Les Forces armées de la République démocratique du Congo accusent les rebelles de l’AFC-M23 et leurs alliés, notamment les Red Tabara, de violer le cessez-le-feu demandé par le président angolais João Lourenço, comme préalable à des consultations en vue d’un dialogue national inclusif.
Par Patient MBY
Les affrontements se poursuivent dans cette partie du pays. Dans un communiqué publié ce vendredi 20 février, l’armée congolaise dénonce les attaques simultanées perpétrées mercredi par les rebelles de l’AFC-M23, soutenus par les forces spéciales rwandaises, dans les collines de Kazaroho, Bugabo, Cahi et Virumbi, situées dans la localité d’Ihula, dans le groupement de Bambo, à Bwito, dans le territoire de Rutshuru, ainsi qu’à Ihula, dans le groupement de Kisimba, à Walikale, au Nord-Kivu.
En parallèle, les rebelles de Red Tabara et Twihanerho ont continué leurs incursions dans les villages de Mikenge et Kalonge, dans les hauts plateaux de Fizi-Uvira. Une attaque dans les localités de Kahungwe, Kanga et Lugeje a fait un mort, un jeune de 18 ans nommé Matabishi Siston Azini, et causé l’incendie de quatre maisons.
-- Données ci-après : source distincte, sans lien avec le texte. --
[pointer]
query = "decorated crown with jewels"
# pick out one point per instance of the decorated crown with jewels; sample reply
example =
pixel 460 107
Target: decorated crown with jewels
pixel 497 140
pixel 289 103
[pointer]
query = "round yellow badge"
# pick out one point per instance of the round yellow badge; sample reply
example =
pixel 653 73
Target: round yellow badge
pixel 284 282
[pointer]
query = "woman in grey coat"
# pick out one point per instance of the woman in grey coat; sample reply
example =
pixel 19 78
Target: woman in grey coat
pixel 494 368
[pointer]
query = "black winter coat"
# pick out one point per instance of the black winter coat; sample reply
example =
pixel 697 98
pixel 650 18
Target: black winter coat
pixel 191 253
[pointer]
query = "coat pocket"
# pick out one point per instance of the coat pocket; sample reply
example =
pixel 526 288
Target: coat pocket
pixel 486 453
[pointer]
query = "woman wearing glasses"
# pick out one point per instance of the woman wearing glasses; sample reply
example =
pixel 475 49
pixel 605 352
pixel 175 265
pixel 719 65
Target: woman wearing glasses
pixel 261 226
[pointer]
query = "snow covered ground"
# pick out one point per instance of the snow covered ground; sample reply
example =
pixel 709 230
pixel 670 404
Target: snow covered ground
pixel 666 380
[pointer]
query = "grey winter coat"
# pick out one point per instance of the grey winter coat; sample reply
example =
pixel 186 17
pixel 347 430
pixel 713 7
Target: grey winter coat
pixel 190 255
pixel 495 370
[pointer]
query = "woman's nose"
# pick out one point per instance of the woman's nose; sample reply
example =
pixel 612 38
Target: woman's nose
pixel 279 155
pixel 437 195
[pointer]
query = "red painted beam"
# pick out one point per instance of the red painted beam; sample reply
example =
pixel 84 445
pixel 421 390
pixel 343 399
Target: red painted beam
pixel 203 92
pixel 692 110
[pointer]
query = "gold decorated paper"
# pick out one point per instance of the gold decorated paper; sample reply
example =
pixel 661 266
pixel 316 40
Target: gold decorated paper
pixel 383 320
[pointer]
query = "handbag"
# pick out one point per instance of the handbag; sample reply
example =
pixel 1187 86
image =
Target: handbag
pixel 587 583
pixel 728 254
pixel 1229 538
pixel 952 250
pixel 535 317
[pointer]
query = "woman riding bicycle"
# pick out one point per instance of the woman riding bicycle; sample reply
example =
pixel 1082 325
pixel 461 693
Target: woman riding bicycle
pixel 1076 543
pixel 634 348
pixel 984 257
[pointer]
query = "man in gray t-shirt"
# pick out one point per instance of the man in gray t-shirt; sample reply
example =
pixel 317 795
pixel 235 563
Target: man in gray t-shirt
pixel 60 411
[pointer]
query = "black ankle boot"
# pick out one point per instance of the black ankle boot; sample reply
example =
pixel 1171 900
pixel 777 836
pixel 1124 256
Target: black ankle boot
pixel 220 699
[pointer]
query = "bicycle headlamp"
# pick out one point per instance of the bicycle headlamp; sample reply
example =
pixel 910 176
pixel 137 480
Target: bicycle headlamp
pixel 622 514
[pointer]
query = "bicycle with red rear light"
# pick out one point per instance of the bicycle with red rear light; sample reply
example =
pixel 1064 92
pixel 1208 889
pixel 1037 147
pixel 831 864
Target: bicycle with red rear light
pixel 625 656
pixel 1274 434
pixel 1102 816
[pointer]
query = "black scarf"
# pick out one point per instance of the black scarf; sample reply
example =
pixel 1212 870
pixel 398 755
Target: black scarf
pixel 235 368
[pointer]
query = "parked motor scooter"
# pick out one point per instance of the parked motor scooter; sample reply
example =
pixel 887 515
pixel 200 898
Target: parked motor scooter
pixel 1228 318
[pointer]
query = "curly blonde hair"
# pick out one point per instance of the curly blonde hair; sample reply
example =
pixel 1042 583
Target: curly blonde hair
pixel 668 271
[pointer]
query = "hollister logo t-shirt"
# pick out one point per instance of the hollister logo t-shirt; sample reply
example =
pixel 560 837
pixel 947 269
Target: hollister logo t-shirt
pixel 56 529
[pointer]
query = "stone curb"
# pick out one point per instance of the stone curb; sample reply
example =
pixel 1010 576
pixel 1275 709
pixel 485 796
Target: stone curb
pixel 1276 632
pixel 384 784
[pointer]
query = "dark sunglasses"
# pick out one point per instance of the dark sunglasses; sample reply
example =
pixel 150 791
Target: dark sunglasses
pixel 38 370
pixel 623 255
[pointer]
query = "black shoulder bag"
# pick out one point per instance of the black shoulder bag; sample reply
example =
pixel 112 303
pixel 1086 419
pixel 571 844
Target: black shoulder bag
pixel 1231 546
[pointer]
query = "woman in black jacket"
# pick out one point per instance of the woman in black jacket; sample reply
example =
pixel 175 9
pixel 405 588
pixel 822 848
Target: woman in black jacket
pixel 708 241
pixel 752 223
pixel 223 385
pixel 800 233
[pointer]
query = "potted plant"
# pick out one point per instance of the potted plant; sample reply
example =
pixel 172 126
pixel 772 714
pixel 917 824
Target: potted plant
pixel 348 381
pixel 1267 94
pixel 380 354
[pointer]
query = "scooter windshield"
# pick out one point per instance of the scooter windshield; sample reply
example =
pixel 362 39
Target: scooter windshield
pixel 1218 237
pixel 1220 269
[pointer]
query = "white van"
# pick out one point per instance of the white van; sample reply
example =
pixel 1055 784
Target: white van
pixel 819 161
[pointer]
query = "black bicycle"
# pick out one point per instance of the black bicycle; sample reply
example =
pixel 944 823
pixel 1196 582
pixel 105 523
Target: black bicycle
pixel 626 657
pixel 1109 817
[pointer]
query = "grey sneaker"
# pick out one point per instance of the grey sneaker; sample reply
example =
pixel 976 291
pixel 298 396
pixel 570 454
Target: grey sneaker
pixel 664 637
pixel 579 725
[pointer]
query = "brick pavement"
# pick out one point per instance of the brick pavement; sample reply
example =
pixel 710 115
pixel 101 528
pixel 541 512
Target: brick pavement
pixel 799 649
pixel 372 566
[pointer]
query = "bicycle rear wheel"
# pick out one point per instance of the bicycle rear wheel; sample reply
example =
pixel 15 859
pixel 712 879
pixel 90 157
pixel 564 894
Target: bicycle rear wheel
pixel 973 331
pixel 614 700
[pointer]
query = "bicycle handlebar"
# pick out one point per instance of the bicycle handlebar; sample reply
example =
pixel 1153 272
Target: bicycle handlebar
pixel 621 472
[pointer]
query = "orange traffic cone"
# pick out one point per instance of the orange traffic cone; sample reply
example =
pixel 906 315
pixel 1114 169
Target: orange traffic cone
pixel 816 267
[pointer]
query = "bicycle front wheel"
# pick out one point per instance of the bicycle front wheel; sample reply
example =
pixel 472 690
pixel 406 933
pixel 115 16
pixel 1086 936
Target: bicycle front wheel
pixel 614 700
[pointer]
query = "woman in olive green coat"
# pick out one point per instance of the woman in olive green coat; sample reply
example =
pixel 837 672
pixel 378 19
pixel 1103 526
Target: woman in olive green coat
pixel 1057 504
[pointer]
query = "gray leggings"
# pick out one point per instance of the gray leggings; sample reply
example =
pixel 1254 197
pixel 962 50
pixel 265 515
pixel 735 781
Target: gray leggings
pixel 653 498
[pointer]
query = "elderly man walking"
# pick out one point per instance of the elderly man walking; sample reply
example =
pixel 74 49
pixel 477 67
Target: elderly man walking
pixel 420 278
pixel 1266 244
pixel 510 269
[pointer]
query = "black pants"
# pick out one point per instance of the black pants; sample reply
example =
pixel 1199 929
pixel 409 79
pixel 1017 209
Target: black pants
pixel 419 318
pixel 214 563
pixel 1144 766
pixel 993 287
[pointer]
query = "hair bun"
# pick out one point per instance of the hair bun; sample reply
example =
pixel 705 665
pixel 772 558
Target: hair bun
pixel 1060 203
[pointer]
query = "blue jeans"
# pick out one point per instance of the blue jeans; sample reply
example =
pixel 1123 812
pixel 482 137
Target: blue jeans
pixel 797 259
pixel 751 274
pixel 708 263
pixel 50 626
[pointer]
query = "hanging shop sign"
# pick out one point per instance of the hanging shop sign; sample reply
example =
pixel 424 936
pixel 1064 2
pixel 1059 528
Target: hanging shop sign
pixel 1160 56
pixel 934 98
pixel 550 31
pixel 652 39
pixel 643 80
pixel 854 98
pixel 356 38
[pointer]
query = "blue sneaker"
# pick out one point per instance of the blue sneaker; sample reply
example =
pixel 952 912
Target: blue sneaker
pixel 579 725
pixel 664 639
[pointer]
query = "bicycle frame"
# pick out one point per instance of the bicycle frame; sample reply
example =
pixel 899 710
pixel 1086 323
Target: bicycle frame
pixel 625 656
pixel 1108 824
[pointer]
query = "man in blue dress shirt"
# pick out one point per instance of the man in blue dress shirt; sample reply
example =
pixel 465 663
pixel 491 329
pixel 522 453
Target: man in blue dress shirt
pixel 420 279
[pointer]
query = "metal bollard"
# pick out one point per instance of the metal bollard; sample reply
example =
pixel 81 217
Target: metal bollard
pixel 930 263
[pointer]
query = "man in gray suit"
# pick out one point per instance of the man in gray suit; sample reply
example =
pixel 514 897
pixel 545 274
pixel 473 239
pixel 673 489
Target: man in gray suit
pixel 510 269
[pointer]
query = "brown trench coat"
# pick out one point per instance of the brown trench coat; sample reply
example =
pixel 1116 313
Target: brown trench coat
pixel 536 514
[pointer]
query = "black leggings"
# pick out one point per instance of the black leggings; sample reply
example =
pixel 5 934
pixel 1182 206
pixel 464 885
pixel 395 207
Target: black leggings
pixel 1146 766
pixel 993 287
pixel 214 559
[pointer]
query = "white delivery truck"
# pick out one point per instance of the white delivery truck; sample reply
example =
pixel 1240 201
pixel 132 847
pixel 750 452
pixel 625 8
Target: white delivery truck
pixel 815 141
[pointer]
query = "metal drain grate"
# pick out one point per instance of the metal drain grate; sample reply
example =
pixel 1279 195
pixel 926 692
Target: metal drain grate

Selon l’armée loyaliste, ces nouvelles avancées de l’AFC-M23 au front « dénotent de la volonté de l’armée rwandaise et de ses supplétifs de l’AFC/M23 de torpiller le processus de paix en cours ». Les FARDC réaffirment leur engagement à observer le cessez-le-feu proposé par le chef de l’État angolais afin de favoriser la résolution pacifique.
Il sied de rappeler que, les volontaires pour la Défense de la Patrie (VDP) Wazalendo-RDC avaient également dans un communiqué rendu public, ce vendredi, accusé , les forces coalisées AFC/M23/RDF d’avoir violé le cessez-le-feu entré en vigueur le 18 février 2026, à l’initiative de Angola, et auquel Kinshasa avait formellement souscrit.